We present a Bayesian statistical approach to the problem of automatic program synthesis. Our synthesizer starts by learning, offline and from an existing corpus, a probabilistic model of real-world programs. During synthesis, it is provided some ambiguous and incomplete evidence about the nature of the programming task that the user wants automated, for example sets of API calls or data types that are relevant for the task. Given this input, the synthesizer infers a posterior distribution over type-safe programs that assigns higher likelihood to programs that, according to the learned model, are more likely to match the evidence.

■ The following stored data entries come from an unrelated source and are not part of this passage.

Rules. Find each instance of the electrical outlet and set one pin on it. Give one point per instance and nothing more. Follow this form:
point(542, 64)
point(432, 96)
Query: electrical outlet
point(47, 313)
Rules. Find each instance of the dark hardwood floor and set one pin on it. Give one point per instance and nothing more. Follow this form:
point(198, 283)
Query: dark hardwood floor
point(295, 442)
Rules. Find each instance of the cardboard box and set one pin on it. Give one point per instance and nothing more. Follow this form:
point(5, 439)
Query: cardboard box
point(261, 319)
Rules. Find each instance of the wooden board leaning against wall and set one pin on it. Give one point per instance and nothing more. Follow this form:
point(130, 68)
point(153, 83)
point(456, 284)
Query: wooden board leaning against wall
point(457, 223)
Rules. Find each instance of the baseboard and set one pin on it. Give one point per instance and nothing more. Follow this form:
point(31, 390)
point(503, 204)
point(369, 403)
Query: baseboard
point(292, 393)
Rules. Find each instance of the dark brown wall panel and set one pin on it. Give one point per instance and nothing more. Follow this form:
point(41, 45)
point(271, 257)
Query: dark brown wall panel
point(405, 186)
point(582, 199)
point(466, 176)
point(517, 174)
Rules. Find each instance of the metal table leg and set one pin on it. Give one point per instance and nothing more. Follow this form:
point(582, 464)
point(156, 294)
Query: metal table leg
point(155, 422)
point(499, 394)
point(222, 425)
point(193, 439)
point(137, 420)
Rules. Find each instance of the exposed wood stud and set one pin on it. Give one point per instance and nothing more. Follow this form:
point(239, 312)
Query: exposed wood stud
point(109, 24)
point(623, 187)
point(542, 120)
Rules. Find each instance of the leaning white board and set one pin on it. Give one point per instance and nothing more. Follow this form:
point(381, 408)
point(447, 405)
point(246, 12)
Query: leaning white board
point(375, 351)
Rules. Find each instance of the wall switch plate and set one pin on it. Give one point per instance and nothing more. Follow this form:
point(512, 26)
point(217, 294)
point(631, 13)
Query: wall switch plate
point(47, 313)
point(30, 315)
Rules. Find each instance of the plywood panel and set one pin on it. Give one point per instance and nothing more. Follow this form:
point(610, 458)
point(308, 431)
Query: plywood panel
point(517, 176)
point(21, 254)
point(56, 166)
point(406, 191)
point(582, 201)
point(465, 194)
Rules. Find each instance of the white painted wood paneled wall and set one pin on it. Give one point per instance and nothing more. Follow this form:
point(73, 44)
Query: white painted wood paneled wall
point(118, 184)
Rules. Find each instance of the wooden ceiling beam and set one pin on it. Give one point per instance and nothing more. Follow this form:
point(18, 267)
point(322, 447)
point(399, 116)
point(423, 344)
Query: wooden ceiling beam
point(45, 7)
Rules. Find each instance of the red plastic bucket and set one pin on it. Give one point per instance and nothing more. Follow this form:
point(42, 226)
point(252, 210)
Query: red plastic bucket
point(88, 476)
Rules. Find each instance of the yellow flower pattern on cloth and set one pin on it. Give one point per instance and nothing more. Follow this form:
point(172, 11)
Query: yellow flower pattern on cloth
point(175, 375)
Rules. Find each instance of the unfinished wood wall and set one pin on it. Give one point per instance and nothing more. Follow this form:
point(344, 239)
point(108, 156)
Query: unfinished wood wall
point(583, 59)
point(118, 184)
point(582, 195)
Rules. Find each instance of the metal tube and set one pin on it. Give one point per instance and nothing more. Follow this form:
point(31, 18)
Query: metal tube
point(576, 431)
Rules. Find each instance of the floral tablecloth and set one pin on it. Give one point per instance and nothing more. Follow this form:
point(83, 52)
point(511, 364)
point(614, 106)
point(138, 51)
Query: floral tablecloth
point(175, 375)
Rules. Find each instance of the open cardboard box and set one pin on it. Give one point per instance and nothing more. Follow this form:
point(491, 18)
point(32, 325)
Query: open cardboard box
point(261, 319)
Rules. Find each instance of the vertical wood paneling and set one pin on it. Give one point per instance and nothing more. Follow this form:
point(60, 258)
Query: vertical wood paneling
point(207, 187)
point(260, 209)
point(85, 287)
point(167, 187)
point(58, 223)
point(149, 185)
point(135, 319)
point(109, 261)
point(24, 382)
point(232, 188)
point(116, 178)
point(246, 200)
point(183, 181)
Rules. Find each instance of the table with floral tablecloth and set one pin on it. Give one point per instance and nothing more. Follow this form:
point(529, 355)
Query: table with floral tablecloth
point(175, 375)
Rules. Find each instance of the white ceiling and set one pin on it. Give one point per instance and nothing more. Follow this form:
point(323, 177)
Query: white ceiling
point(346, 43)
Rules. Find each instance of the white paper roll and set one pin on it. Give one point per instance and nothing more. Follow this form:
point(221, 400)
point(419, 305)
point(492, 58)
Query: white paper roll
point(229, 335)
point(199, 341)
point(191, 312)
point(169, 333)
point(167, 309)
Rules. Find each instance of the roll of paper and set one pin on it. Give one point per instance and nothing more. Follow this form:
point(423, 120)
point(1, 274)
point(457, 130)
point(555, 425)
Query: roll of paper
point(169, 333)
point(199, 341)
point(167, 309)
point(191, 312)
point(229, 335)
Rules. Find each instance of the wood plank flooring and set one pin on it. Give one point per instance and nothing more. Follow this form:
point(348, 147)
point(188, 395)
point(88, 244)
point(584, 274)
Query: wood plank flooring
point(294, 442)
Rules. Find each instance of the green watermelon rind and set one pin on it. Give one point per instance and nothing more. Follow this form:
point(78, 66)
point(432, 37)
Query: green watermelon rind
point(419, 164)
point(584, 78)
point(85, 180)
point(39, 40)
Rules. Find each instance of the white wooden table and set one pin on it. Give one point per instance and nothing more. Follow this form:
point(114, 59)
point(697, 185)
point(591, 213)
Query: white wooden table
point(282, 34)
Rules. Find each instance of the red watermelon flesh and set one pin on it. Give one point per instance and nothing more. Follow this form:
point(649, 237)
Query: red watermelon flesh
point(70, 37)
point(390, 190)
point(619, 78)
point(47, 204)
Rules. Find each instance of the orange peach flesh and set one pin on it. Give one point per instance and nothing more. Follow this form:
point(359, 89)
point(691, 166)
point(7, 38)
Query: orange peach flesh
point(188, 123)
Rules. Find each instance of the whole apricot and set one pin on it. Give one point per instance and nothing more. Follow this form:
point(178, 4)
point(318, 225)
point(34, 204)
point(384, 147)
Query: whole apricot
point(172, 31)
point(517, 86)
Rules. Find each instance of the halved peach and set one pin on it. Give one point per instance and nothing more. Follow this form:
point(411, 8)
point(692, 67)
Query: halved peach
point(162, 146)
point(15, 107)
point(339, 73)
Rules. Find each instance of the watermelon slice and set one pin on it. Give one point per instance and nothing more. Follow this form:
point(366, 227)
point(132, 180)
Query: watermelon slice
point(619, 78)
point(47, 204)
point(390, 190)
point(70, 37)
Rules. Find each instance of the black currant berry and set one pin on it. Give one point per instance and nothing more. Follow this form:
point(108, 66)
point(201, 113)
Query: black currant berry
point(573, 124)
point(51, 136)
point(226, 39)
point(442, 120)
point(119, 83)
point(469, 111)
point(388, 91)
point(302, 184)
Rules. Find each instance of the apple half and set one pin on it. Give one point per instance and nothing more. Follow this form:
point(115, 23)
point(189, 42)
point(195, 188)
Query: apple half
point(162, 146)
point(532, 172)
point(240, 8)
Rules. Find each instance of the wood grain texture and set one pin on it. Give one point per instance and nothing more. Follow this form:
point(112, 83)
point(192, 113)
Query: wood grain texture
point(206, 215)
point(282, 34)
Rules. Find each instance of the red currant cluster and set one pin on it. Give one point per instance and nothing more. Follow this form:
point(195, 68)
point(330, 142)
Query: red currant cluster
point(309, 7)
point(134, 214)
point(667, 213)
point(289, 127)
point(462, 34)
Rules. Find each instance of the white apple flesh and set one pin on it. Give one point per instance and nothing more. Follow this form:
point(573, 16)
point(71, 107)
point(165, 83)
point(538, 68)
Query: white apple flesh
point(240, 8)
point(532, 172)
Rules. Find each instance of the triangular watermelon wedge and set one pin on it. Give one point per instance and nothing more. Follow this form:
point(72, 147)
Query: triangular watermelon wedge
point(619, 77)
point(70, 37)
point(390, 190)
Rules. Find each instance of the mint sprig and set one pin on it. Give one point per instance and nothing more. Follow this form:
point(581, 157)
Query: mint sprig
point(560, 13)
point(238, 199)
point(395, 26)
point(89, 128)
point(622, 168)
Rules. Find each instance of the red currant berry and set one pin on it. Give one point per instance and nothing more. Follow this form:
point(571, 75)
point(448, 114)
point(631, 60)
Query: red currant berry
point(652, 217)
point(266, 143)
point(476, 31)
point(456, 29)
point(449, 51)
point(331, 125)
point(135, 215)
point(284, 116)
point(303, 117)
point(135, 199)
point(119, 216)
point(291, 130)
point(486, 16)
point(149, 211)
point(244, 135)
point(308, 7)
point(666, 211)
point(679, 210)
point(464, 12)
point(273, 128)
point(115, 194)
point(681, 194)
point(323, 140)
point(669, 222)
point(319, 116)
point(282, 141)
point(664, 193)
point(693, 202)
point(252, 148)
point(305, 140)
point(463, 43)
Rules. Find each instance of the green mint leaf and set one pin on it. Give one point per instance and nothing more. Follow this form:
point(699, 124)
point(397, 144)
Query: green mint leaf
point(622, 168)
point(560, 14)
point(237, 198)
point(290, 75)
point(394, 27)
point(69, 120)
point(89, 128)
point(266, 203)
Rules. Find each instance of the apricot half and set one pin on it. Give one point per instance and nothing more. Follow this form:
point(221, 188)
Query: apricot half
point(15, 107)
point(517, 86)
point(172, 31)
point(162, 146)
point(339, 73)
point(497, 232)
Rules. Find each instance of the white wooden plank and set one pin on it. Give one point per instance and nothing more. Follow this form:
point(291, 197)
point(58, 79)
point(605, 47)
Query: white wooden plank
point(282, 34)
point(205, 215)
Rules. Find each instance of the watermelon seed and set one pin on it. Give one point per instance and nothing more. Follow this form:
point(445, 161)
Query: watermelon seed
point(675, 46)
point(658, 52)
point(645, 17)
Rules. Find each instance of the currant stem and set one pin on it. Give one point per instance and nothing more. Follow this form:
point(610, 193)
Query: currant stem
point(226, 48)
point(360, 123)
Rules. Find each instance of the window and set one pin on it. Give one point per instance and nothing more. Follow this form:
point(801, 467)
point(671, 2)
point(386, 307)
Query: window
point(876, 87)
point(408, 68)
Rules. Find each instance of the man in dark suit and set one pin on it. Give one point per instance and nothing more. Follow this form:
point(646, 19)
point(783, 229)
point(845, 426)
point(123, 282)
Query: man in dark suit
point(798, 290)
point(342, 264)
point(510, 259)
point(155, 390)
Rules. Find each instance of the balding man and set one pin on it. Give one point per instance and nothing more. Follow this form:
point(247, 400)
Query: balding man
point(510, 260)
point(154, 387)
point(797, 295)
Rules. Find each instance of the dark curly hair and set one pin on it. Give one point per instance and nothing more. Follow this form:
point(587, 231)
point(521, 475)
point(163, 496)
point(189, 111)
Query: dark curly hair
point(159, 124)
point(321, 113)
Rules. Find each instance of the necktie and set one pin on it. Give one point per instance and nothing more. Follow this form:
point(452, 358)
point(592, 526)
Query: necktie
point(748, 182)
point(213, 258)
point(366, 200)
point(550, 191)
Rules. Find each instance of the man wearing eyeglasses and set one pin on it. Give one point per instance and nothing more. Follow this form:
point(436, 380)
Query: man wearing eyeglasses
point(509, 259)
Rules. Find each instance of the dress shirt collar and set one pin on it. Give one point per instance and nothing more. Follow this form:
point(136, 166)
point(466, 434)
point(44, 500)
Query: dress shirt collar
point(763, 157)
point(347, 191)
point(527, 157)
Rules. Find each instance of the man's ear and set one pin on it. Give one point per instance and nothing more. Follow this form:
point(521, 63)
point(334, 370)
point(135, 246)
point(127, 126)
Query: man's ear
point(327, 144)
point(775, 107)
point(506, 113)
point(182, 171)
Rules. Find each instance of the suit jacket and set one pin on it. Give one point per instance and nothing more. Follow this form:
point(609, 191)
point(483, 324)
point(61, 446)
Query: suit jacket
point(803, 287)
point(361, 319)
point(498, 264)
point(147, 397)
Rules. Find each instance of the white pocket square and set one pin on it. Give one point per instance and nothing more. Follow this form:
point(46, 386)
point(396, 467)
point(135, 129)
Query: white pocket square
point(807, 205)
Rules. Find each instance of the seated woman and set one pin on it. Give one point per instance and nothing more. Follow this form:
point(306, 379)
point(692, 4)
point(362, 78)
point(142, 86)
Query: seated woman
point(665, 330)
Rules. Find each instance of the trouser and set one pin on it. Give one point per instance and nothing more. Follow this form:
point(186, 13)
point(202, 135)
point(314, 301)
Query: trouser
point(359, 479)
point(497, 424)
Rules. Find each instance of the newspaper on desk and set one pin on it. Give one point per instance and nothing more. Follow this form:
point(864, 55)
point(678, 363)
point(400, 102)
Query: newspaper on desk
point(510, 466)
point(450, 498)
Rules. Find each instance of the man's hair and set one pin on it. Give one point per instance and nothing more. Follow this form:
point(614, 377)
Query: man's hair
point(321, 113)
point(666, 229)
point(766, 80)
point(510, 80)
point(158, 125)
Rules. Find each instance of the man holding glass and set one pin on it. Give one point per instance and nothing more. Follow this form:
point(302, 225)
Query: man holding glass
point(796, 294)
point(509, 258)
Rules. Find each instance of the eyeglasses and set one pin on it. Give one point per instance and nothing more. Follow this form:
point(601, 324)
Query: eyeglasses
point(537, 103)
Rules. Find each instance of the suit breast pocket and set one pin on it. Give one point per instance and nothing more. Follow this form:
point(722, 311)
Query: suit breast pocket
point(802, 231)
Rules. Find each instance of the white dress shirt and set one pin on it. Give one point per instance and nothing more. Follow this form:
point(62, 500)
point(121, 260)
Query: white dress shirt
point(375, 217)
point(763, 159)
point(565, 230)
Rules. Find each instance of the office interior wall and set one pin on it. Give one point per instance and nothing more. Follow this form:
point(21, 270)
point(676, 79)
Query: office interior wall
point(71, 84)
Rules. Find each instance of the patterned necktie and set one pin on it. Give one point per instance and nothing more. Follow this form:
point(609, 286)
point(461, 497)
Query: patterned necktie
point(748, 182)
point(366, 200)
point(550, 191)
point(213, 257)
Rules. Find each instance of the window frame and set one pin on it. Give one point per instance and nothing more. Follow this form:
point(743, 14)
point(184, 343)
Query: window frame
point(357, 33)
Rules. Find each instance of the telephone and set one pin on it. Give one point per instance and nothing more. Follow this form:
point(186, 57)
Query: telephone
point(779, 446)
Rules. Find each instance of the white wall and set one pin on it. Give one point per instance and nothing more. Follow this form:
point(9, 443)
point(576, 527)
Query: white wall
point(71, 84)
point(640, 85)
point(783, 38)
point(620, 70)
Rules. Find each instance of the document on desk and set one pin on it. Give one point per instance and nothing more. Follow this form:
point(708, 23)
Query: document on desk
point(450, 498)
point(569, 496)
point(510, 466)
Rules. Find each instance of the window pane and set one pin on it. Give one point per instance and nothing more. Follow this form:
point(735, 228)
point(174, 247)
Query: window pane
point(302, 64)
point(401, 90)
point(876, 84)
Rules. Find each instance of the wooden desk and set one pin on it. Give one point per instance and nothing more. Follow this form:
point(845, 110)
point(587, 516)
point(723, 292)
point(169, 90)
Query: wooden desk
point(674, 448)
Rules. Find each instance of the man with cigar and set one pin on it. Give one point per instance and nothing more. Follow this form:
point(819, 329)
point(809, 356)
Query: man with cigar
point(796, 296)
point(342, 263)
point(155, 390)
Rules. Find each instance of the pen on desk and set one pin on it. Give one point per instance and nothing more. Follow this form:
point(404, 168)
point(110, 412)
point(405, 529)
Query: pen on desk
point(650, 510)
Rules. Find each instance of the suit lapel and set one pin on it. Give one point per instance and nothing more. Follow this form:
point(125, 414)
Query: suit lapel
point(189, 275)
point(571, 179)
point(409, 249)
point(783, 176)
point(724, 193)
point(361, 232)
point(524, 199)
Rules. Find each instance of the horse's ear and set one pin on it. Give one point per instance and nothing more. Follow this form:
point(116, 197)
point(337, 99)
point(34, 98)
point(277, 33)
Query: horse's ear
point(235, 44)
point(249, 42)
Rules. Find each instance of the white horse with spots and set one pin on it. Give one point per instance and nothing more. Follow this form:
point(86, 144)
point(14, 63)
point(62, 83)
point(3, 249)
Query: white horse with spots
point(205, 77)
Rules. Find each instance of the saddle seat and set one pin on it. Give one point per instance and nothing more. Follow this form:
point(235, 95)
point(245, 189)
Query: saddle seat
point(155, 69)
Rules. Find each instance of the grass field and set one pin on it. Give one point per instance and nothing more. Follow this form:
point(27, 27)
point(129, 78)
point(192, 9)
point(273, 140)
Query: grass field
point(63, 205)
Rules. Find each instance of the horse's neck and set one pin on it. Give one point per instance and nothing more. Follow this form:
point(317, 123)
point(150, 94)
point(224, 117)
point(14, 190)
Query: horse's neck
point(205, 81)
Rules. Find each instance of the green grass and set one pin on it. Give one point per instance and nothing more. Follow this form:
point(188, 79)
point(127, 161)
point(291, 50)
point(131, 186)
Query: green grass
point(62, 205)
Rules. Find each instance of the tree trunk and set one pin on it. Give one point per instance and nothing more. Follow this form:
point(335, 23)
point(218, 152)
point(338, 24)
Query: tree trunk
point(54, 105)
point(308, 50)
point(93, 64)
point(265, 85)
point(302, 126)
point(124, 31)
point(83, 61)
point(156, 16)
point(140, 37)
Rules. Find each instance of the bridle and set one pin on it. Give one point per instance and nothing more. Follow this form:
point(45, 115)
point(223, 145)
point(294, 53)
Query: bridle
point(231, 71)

We realize this approach using two key ideas. First, our learning techniques operate not over code but syntactic abstractions, or sketches, of programs. During synthesis, we infer a posterior distribution over sketches, then concretize samples from this distribution into type-safe programs using combinatorial techniques. Second, our statistical model explicitly models the full intent behind a synthesis task as a latent variable. To infer sketches, we first estimate a posterior distribution on the intent, then use samples from this posterior to generate a distribution over possible sketches. We show that our model can be implemented effectively using the new neural architecture of Bayesian encoder-decoders, which can be trained with stochastic gradient descent and yields a simple inference procedure.
We implement our ideas in a system, called BAYOU , for the synthesis of API-heavy Java methods. We train BAYOU on a large corpus of Android apps, and find that the trained system can often synthesize complex methods given just a few API method names or data types as evidence. The experiments also justify the design choice of using a latent intent variable and the levels of abstraction at which sketches and evidence are defined.